En entendant le prénom de son petit garçon, Regina vit rouge.
Son enfant, son fils était la chose la plus précieuse au monde, et elle pouvait se montrer aussi redoutable qu'une lionne pour le protéger.
Elle s'approcha d'un pas, tout en fixant McNally.
«Ne t'approche pas de mon fils. JAMAIS. Ce n'est ni un avertissement, ni un conseil. Retiens bien cela. Les choses ont changé Mac.»
«Je prends note. Mais je sais que tu n'as pas oublié. Car ta rage est toujours là, et quand la peine ou la colère est encore présenté c'est qu'on se sent encore blesser ou menacer. Si tu m'avais vraiment oublié, ou si tu avais véritablement mis le passer de côté tu ne serais pas dans cet état.»
«Qu'en sais-tu ? Tu es psychiatre maintenant ?»
«Mieux que ça, je te connais.»
La belle brune fut troublée par ses quelques mots.

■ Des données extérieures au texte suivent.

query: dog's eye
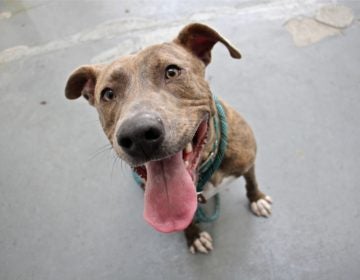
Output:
[101,88,115,101]
[165,64,181,80]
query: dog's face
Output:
[65,24,240,232]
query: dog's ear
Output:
[65,64,104,105]
[174,23,241,65]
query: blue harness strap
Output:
[133,96,228,223]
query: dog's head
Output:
[65,23,240,232]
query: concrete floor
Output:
[0,0,360,280]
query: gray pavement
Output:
[0,0,360,280]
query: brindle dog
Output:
[65,23,271,253]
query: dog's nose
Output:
[117,113,165,158]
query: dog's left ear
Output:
[174,23,241,65]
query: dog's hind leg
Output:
[184,222,213,254]
[244,166,272,217]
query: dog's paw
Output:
[250,196,272,217]
[189,231,213,254]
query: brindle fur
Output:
[65,24,265,254]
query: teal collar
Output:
[195,96,228,223]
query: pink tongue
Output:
[144,151,197,232]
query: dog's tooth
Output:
[185,143,192,154]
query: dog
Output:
[65,23,272,253]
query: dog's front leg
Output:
[184,221,213,254]
[244,166,272,217]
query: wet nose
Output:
[117,113,165,158]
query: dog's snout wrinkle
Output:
[117,113,165,159]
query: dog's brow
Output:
[110,68,129,85]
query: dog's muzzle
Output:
[117,113,165,159]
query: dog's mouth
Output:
[134,117,209,232]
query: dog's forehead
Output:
[109,43,192,69]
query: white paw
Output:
[250,196,272,217]
[190,231,213,254]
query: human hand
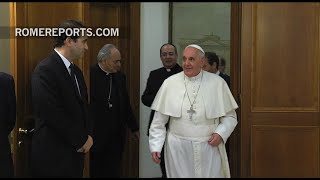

Elle contourna Mac sans un mot et se dirigea vers les ascenseurs pour aller à la rencontre du substitut, comme prévu initialement.
Mais elle entendit les talons claqués au sol derrière elle, et de manière rapide.
«Ce n'est pas vrai, vas-tu cesser de m'imp...» Attaqua le capitaine, avant d'être coupée par cette grande blonde qui lui attrapa le bras.
Et en l'espace de quelques secondes, elle approcha son visage du sien pour y déposer ses lèvres délicate contre les siennes.
Ni l'une ni l'autre ne refusa ce baiser. Il était au début timide, et doux, mais Mac l'intensifia. Elle fut extrêmement surprise de ne pas avoir été rejetée par le capitaine Regina Mills.
Au bout de longues minutes, elles se séparèrent
«Waouh...» Reprit l'avocate.
«Je... Pourquoi ?» Questionna Regina, encore toute embuée de ce qui venait de se passer.
«Gina, j'en avais envie. Et j'ai ma réponse. Tu as aimé.»
«Je ne peux pas !» Et elle reprit sa course, en s'éloignant rapidement de la blonde.
La substitut prit sa voiture, mais ne se sentait pas de rentrer chez elle pour voir l'homme qui l'attendait. Elle se dirigea vers le bar le plus proche et y passa une bonne partie de la soirée.
Tandis que Regina passa une petite demi-heure au tribunal, avant de reprendre la route pour rentrer chez elle et voir le petit homme de sa vie se jeter dans ses bras.